Before 2022, the company focused on R&D and manufacturing of semiconductor lasers used in automotive manufacturing, power generation equipment, consumer electronics, and aerospace. Zhou recalled that in 2021, factories were operating at full capacity and orders routinely outpaced supply.

After 2022, price competition intensified across the laser industry. Revenue continued to rise, but profitability stalled. X Photonics began exploring new directions, including LiDAR (light detection and ranging). It developed a high-reliability 940-nanometer semiconductor laser for automotive-grade 1,550-nanometer LiDAR systems, with failure rates below 100 FIT, or failures in time. Built on mature EDFA (erbium-doped fiber amplifier) technology, the product became one of the company’s more established LiDAR offerings.

Over the past three years, X Photonics has oscillated between enterprise and consumer ambitions. The company initially stayed close to enterprise customers before revisiting the consumer market.

The concept was appealing, but execution proved difficult.

“We thought if we led in B2B, we could survive and grow. But after competition became saturated, many B2B deals depended on ecosystems,” Zhou said.

Products tied to the BYD ecosystem, for example, are unlikely to sell into the ecosystem of Contemporary Amperex Technology (CATL), and vice versa.

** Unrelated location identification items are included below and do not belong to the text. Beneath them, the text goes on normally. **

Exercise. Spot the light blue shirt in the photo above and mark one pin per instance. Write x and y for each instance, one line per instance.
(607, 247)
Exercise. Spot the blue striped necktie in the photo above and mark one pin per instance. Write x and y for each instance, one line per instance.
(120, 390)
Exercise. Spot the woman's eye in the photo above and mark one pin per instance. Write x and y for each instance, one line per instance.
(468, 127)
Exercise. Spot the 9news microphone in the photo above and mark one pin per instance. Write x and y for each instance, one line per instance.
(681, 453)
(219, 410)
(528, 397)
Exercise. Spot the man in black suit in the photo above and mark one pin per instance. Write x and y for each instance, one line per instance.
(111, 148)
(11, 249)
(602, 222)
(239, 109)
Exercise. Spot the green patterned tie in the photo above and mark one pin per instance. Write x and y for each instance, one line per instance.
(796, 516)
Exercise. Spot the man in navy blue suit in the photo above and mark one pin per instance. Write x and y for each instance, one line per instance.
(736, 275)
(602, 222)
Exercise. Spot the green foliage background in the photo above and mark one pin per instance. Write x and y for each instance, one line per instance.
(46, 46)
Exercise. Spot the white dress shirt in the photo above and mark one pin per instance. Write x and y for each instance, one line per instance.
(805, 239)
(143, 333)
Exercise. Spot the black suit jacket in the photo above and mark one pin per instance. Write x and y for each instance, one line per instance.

“I thought we had a USD 3 billion market, but in fact we could only target half of it. The market wasn’t large enough, and competition was so fierce that it couldn’t meet our growth needs,” Zhou said.

He reached a blunt conclusion: B2B offers limited pricing power and little brand equity, while B2C offers both. In Zhou’s view, shifting from supplying laser components to selling consumer products is a form of dimensionality reduction. The technical foundation is in place, but success in the consumer market depends as much on sales and operations as on engineering.

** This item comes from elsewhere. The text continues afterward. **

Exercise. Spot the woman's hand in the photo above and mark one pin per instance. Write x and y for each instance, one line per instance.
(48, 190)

That gap became clear during XLaserLab’s Kickstarter campaign. Lacking overseas e-commerce experience, the company did not build an independent store or establish an Amazon presence, missing an early wave of traffic.

“We didn’t know how to build an independent site or use Amazon, and that cost us tens of millions in lost traffic,” Zhou said.

For X Photonics and XLaserLab, the consumer market is now within reach. Yet whether the company can adapt to the speed, flexibility, and intensity of B2C competition remains an open question.